One day, a little girl called Josephine came upon the murky pond, and saw the witch taking her ease on the bank. She asked the witch what she was doing, and the witch replied “Nothing! What does it look like?” Josephine was puzzled. She had always been told not to answer “nothing” to questions. She asked the witch why she was so old and ugly and smelly. “What’s the point in being sweet-smelling and pretty, like you, except to please others? I’m very happy with how I am. And as for being old, well, it’s far preferable to being young, if you ask me! I’ll have you know, I get up when I want, and go to bed whenever I please! I laze around my pond all day, and I feed all the verminous and creeping things. I gather all the strange weeds and flowers from the hedgerows, and I make them into special brews. I answer to no-one and nothing, and I only please myself!”

“Golly,” said Josephine. “It’s a witch’s life for me! How do I go about becoming a witch like you?”

“Well,” said the witch, “it’s a long and arduous process. If you wish to learn to be a witch, there are a few things you must do first : learn all you can about plants and herbs and flowers and trees, listen to them, care for them, gather them, and brew with them ; learn all you can about the sun, the moon, the stars, their turnings and their changes ; learn all you can about the seasons, learn to smell each one coming, and to see everything that each will bring, and that each will take away ; learn all the secrets that you can, and all the stories that you can, learn to tell, and not to tell, learn to lie, and how to find the truth ; learn all the magic that you can, learn how to enchant, and to be enchanted, learn how to become invisible, and how to see ; finally, you must learn all the mysteries of the human heart, learn love, learn pain, learn fear, learn joy and sorrow, learn hate and grief, and reverie and melancholy, learn peace. You must learn all these things by studying them closely, by living them fully; by sucking all the juices out of life, and going back for more.
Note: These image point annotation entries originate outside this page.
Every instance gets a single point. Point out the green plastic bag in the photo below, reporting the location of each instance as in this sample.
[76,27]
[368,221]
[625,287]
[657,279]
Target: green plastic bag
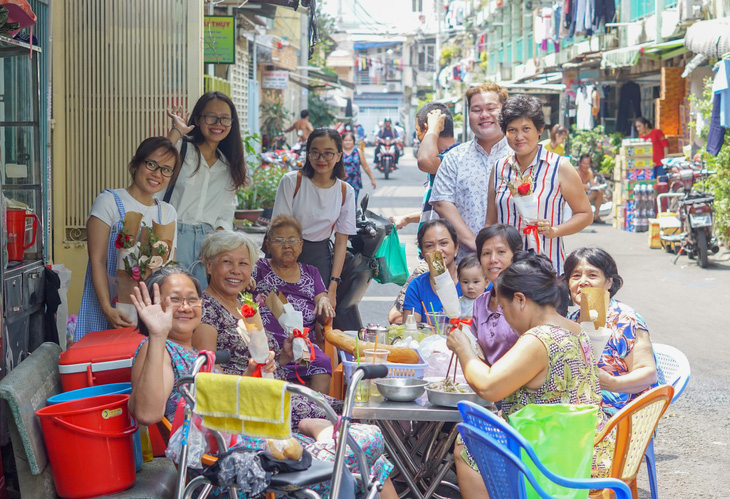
[562,436]
[391,260]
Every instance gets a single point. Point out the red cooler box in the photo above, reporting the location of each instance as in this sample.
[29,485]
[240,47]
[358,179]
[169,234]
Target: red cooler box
[99,358]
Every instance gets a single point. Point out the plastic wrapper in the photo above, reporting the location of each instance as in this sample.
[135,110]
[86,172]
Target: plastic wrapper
[197,445]
[289,448]
[527,207]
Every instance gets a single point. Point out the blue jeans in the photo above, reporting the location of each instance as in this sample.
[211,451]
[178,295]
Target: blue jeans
[189,241]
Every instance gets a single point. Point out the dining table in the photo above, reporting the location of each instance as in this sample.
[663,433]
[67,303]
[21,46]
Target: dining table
[419,439]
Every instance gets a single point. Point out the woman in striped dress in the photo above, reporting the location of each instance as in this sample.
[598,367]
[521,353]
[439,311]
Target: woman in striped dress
[533,170]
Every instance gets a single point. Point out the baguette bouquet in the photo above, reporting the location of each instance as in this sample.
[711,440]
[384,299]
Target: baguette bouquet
[251,329]
[292,322]
[593,313]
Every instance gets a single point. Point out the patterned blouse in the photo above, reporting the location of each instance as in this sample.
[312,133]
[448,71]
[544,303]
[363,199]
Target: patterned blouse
[624,322]
[572,376]
[216,315]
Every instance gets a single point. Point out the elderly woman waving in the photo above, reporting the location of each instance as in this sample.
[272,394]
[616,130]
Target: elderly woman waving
[303,288]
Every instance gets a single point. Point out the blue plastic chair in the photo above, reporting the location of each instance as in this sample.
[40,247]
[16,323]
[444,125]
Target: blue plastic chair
[496,447]
[672,369]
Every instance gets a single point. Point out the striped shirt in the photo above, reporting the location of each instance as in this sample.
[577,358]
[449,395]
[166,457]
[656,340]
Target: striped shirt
[551,203]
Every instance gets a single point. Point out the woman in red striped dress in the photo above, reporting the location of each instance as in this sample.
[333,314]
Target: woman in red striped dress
[530,188]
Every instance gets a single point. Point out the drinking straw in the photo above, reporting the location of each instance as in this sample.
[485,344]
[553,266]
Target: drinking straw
[357,351]
[438,330]
[428,319]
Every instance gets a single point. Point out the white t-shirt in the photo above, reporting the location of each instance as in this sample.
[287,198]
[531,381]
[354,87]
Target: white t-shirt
[105,209]
[207,196]
[316,208]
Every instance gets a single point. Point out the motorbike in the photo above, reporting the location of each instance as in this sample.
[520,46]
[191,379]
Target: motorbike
[388,155]
[360,266]
[695,210]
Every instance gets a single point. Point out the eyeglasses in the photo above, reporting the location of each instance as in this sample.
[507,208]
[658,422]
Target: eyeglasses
[280,241]
[192,302]
[328,156]
[211,119]
[152,166]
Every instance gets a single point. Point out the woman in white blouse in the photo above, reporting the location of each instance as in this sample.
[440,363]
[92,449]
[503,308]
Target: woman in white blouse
[213,168]
[323,204]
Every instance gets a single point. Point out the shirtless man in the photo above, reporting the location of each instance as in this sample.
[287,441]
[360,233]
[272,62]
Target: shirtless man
[302,125]
[586,177]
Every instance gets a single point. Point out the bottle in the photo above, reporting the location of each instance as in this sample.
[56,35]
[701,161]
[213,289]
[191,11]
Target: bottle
[411,330]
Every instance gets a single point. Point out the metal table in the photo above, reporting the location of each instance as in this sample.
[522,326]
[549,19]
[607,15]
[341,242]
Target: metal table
[421,435]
“Then, when you have done all this, you come back to me, and I’ll teach you how to be a witch like me.”

Josephine went away thoughtfully, and from that day forward, she lived her life rather differently. She thought of all the things she must learn, and all the things she must see and do and experience, and it seemed a lot. But she was quite excited about the prospect, and especially about one day beginning finally to learn to be a witch like the one in the pond.

And so she lived, and learned, and changed, and grew. She loved, and lost, and gathered herbs by the light of the moon, and rose at dawn to learn the songs of all the birds that greet the sun. She married, twice, and had some children, who she loved. She made things, and grew things, and saw and heard things. She kept secrets, and told stories. And every time she thought of going back to the witch in the pond, to finally learn to be a witch, she hesitated; perhaps there was still more to learn, still more she had not done yet? Perhaps there was a little more juice to be sucked out of life, before it was time to learn to be a witch.

One day, when she was not so young anymore, and when there was a weight of things she carried with her that she would not have traded for the world, had it been offered, she finally went back to the witch’s pond. She called out for the witch, and said she had finally come to learn. There was no answer. The pond was still and silent, empty. Josephine looked up and down, and all around, but there was no sign of the witch.

And she understood.

She threw off her clothes, and unbound her hair, and slipped gratefully into the murky water of the pond, and the toads and rats and snakes began to gather round her.